Figure 10 : Severe acute pulmonary heart in acute respiratory distress syndrome.
On this long axis view obtained from a trans-esophageal approach, note the right ventricular (RV) area greater than the left ventricular (LV) area. The right atrium (RA) is also very dilated
Figure 11 : Dilatation of the inferior vena cava. A: in this female patient presenting acute right ventricular insufficiency, the inferior vena cava (IVC) and a hepatic vein (HV) are dilated. B: after injection of contrast agent in a vein of the superior caval network, the agent flows back into the IVC and IHV, indicating tricuspid regurgitation.
Figure 12 : Contrast echocardiographic detection of patent foramen ovale (PFO). In this patient massive pulmonary embolism is complicated by acute cor pulmonale which is indicated by dilatation of the right atrium (RA) and right ventricle (RV), with reduced left ventricular (LV) size on an apical four-chamber view (A).
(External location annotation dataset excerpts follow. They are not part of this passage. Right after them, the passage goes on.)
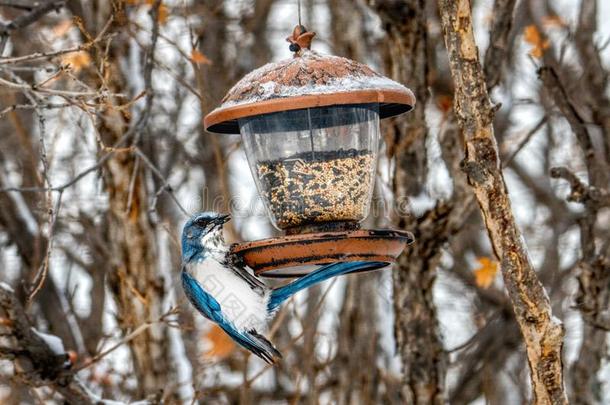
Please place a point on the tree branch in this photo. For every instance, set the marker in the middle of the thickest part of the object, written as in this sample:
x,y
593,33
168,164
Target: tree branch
x,y
543,333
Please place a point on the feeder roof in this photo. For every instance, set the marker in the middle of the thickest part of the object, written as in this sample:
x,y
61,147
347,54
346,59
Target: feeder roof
x,y
308,80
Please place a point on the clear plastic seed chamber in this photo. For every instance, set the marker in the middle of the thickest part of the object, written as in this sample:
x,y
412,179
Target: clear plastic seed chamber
x,y
310,129
316,165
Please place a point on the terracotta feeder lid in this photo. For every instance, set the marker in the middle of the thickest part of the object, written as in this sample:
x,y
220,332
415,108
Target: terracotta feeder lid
x,y
308,80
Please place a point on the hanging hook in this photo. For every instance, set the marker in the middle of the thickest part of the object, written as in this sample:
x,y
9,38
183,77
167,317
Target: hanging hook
x,y
300,38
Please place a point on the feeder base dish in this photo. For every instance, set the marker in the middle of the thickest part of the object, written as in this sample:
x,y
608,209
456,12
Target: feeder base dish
x,y
298,255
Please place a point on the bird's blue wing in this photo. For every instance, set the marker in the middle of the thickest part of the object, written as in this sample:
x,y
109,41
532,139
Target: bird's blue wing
x,y
281,294
201,300
211,309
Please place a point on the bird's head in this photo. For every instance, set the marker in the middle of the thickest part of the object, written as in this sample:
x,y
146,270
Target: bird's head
x,y
202,234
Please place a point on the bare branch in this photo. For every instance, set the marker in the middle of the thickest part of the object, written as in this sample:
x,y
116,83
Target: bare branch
x,y
542,332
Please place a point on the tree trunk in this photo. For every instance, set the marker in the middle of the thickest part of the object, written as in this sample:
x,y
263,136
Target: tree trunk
x,y
542,333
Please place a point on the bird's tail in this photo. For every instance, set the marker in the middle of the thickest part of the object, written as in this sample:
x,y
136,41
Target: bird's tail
x,y
281,294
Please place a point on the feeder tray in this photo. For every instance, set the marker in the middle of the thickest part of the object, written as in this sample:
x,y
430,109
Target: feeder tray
x,y
310,128
297,255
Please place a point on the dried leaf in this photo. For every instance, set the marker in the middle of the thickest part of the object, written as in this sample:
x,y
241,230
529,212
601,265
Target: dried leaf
x,y
62,28
532,36
485,274
198,57
77,60
221,345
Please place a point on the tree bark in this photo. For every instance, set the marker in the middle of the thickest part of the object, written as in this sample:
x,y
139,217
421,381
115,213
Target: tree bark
x,y
542,333
416,325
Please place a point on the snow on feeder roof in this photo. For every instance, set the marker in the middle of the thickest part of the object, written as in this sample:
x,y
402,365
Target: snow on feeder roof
x,y
309,79
310,129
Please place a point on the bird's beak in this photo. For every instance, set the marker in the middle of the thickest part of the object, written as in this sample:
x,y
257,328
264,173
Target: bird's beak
x,y
222,219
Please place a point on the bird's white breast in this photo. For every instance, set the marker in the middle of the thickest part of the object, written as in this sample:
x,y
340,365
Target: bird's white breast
x,y
245,308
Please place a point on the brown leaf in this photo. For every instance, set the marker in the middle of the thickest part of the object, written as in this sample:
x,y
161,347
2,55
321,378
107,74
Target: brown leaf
x,y
221,345
198,57
62,28
485,274
77,60
532,36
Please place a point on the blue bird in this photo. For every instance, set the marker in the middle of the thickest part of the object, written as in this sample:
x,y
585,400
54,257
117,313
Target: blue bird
x,y
229,294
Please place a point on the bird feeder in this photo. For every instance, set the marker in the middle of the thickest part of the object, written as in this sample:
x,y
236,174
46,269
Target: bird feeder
x,y
310,129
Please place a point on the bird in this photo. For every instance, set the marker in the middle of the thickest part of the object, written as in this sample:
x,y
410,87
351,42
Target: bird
x,y
228,293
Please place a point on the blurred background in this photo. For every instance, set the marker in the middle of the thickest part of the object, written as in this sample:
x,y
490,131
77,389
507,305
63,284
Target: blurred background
x,y
103,155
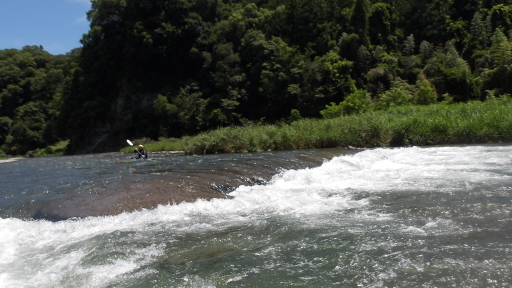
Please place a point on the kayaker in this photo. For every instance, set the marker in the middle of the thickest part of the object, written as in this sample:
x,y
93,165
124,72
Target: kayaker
x,y
140,152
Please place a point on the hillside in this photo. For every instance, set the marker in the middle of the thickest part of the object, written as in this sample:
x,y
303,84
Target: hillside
x,y
169,68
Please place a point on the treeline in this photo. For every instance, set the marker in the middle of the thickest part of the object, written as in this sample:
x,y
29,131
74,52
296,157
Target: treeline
x,y
168,68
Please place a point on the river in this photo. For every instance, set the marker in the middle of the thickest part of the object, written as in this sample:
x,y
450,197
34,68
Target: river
x,y
403,217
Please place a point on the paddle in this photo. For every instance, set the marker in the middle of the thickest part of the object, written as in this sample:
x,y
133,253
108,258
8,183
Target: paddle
x,y
131,144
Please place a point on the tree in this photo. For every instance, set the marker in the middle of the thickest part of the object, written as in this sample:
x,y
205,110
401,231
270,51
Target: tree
x,y
360,20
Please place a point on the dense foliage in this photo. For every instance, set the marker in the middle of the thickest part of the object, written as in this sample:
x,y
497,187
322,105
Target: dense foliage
x,y
169,68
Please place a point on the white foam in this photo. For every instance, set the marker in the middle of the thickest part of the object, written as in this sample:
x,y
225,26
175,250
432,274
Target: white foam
x,y
42,253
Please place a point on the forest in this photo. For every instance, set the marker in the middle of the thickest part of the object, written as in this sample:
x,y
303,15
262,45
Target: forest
x,y
172,68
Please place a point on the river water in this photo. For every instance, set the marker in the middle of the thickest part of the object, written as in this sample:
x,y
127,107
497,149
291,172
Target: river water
x,y
405,217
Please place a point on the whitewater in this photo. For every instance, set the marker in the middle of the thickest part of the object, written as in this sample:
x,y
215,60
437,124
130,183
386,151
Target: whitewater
x,y
403,217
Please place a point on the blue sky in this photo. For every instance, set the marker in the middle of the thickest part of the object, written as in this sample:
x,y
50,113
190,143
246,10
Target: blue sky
x,y
57,25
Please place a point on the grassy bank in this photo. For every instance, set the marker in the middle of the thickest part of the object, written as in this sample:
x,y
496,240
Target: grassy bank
x,y
463,123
Injection of contrast agent in a peripheral vein (B) opacifies the right chambers, but the contrast agent quickly passes into the left chambers, indicating patency of the foramen ovale.
Figure 13 : Color Doppler detection of patent foramen ovale (PFO). In this patient presenting acute cor pulmonale complicating massive pulmonary embolism, color Doppler examination of the interatrial septum (IAS) shows turbulent flow towards the probe (red), across the IAS and into the left atrium (LA). Note also the marked dilatation of the right atrium (RA).